There is no way for me to adequately review David Lipsky’s erm, book-length interview? biography? of David Foster Wallace, Although Of Course You End Up Becoming Yourself. Why? Because I approached the book like it was 1986 and it was an issue of Tiger Beat featuring a fold-out poster of C. Thomas Howell.
I devoured it in the greedy, selfish way teenaged girls devour fun facts about Justin Bieber, stopping just short of making lists of things DFW and I had in common (neither of us are Updike fans). Undoubtedly the notebook containing such a list (were it to exist) would have featured a cover filled with Jodi Chromey Foster Wallace, Jodi Foster Wallace, Jodi + David in loopy girl cursive.

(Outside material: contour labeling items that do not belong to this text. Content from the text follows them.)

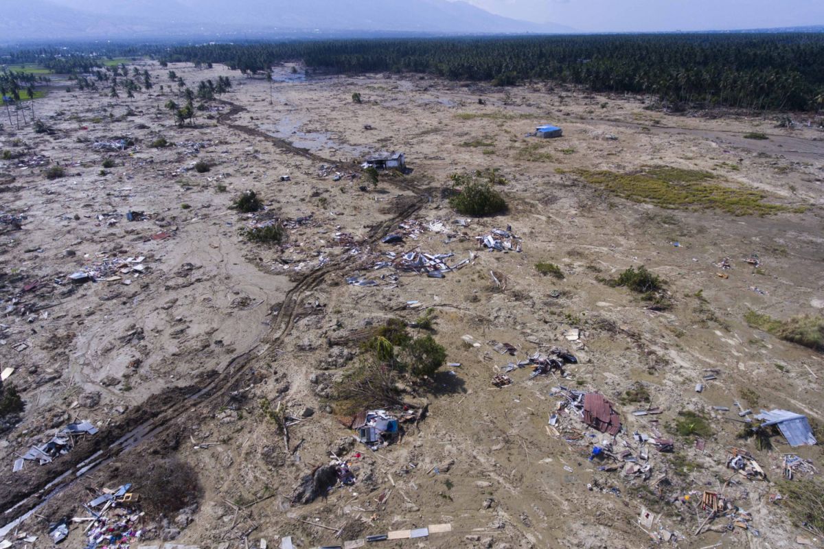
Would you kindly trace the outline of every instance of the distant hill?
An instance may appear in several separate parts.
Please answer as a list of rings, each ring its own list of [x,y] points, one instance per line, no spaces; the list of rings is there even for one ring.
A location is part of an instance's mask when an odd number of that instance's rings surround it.
[[[572,32],[447,0],[26,0],[0,18],[0,40],[218,35]]]

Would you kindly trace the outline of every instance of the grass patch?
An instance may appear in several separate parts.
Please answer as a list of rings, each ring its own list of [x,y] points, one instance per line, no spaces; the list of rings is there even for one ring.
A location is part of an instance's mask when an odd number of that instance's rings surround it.
[[[518,149],[515,156],[517,160],[527,162],[555,162],[555,158],[547,152],[546,144],[542,142],[527,143]]]
[[[824,316],[803,315],[779,320],[769,314],[749,310],[744,320],[751,328],[816,351],[824,351]]]
[[[255,191],[244,191],[232,202],[232,207],[238,212],[251,213],[260,212],[263,208],[263,202],[257,198]]]
[[[53,165],[46,170],[45,174],[47,179],[58,179],[66,175],[66,170],[63,169],[63,166]]]
[[[653,399],[647,388],[640,382],[636,382],[620,396],[619,401],[625,406],[634,402],[651,402]]]
[[[250,242],[278,244],[286,238],[286,229],[280,223],[273,223],[263,227],[243,229],[241,235]]]
[[[749,387],[745,387],[744,388],[738,391],[738,396],[741,399],[744,401],[748,408],[757,407],[761,402],[761,395],[758,394],[756,391],[753,391]]]
[[[506,200],[492,188],[493,183],[498,183],[494,170],[491,177],[484,178],[480,173],[474,176],[453,174],[452,179],[456,194],[450,197],[449,205],[458,213],[480,217],[506,212]]]
[[[630,267],[618,275],[617,278],[604,281],[607,286],[612,287],[625,286],[639,294],[658,291],[662,290],[664,286],[664,281],[658,275],[648,271],[644,265],[639,267],[637,270],[634,267]]]
[[[491,141],[489,137],[485,137],[483,139],[475,139],[474,141],[465,141],[461,143],[461,147],[494,147],[495,142]]]
[[[767,195],[761,191],[713,183],[716,176],[707,171],[657,167],[628,174],[587,170],[577,170],[574,173],[589,184],[622,198],[658,207],[714,209],[735,216],[764,216],[793,210],[765,202]]]
[[[564,279],[564,273],[561,272],[561,268],[555,263],[548,263],[542,261],[540,263],[535,264],[535,270],[545,277],[550,276],[555,277],[559,280]]]
[[[707,419],[695,412],[679,412],[675,420],[675,430],[683,438],[700,437],[707,439],[713,435],[712,427]]]

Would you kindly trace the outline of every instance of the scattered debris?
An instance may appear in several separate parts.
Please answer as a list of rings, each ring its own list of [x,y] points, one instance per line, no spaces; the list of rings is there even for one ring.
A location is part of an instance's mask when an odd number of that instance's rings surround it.
[[[756,419],[764,421],[761,423],[762,427],[771,425],[778,426],[779,430],[793,448],[803,445],[812,446],[817,444],[816,437],[812,435],[812,429],[810,427],[810,422],[806,416],[787,410],[773,410],[772,412],[761,410],[761,413],[756,416]]]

If you’re looking for fluffy trivia about the author, than this is just the book for you too! Of course, David Foster Wallace’s trivia is different than most any teen heartthrob you can think of. You’ll also dig it if you’re in the mood for some mid-90s nostalgia. It’s very 90s featuring long dissections of the movie “True Romance” and more than a few sentences spent discussing the appeal of Alanis Morissette.
The book is a transcription of the conversations between DFW and David Lipsky during five days in March of 1996. Lipsky had been sent to Illinois to interview DFW for Rolling Stone based on the huge, huge, huge buzz generated by Infinite Jest. RS eventually killed the piece, and after DFW’s 2008 suicide, Lipsky turned the tapes into a book.

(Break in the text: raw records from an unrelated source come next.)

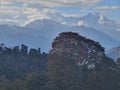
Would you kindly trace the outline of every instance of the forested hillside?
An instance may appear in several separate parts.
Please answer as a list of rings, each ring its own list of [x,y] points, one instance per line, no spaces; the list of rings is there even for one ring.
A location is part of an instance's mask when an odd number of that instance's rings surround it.
[[[120,90],[120,59],[73,32],[60,33],[48,54],[1,44],[0,90]]]

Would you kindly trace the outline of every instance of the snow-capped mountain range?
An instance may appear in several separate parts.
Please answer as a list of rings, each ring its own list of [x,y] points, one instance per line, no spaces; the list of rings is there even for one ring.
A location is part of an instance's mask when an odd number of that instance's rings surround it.
[[[0,43],[7,46],[26,44],[47,52],[55,36],[60,32],[72,31],[100,42],[106,50],[120,45],[120,23],[101,14],[89,13],[75,17],[54,13],[49,14],[49,17],[31,21],[24,26],[0,25]]]

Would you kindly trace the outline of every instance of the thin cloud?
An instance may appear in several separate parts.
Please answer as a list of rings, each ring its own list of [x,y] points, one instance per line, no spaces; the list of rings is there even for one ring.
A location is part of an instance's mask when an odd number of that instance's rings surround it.
[[[34,2],[44,6],[90,6],[99,3],[101,0],[1,0],[1,4],[13,4],[16,2]]]
[[[96,7],[97,10],[120,10],[120,6],[102,6]]]

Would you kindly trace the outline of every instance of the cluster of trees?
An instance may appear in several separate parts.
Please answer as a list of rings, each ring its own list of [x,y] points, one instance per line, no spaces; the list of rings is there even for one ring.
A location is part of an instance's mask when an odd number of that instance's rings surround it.
[[[36,71],[47,71],[47,53],[41,53],[40,48],[28,50],[24,44],[13,48],[0,46],[0,76],[24,79]]]
[[[106,56],[93,69],[77,67],[76,60],[66,55],[49,54],[48,57],[50,90],[120,90],[118,66]]]
[[[0,90],[120,90],[120,59],[116,64],[105,56],[94,69],[76,61],[65,53],[47,55],[26,45],[2,44]]]

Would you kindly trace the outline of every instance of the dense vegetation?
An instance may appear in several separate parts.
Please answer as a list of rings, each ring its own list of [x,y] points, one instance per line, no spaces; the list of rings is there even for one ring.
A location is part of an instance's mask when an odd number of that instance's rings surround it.
[[[47,81],[46,71],[47,54],[40,48],[0,45],[0,90],[39,90]]]
[[[49,54],[1,44],[0,90],[120,90],[120,58],[115,63],[99,43],[78,34],[61,36]]]

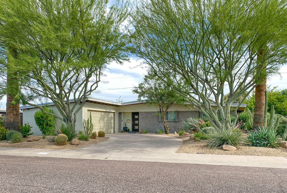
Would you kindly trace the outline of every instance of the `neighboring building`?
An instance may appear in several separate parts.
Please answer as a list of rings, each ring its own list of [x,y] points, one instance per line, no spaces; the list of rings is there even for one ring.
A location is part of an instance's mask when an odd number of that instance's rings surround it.
[[[0,109],[0,117],[5,117],[6,116],[6,109]],[[23,125],[23,111],[20,110],[20,120],[21,125]]]
[[[53,110],[55,113],[59,114],[53,103],[47,105]],[[236,107],[237,105],[233,104],[232,106]],[[238,112],[244,111],[245,107],[246,104],[241,105]],[[34,114],[39,109],[30,106],[21,107],[20,109],[23,110],[24,122],[29,122],[33,127],[32,131],[35,134],[41,134],[34,119]],[[131,131],[138,132],[139,130],[141,129],[154,133],[158,129],[163,128],[161,118],[156,114],[159,112],[159,111],[157,107],[150,106],[137,101],[121,103],[89,98],[77,115],[76,130],[83,130],[83,120],[90,117],[90,112],[93,130],[96,132],[101,130],[106,133],[120,132],[125,123]],[[181,129],[183,120],[186,120],[191,117],[202,117],[203,116],[202,113],[188,106],[175,105],[168,111],[167,119],[170,130],[173,132]],[[56,125],[60,123],[56,119],[55,121]]]

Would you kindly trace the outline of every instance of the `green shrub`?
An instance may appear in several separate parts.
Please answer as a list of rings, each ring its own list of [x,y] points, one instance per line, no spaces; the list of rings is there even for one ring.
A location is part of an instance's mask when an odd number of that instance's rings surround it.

The two Davids go to class (DFW was teaching at Illinois State University), take a road trip to Chicago after the airport in Normal closes due to bad weather, and fly to Minneapolis for DFW’s reading at The Hungry Mind (and then they do it all in reserves to get home again). In one of the passages where Lipsky provides some background, he made a comment about how The Hungry Mind isn’t there anymore, and neither was the hotel they stayed at, and neither was DFW. It hurt. I’m not sure if it would have hurt as much if it weren’t Minnesota. Who knows?
The two spend time talking about literature, writing, pop culture, and their respective childhoods. It’s fascinating because both men are really, really smart and at times I found myself pondering “do people really talk like that.” At times it’s humbling.
So why did I love this book that is essentially two dudes talking? I’m not sure. I’m generally not the type to read long, slice-of-life interview pieces about anyone, really. But for some reason I ate this one up. If you have a soft spot for David Foster Wallace like I do, I bet you’d eat it up too.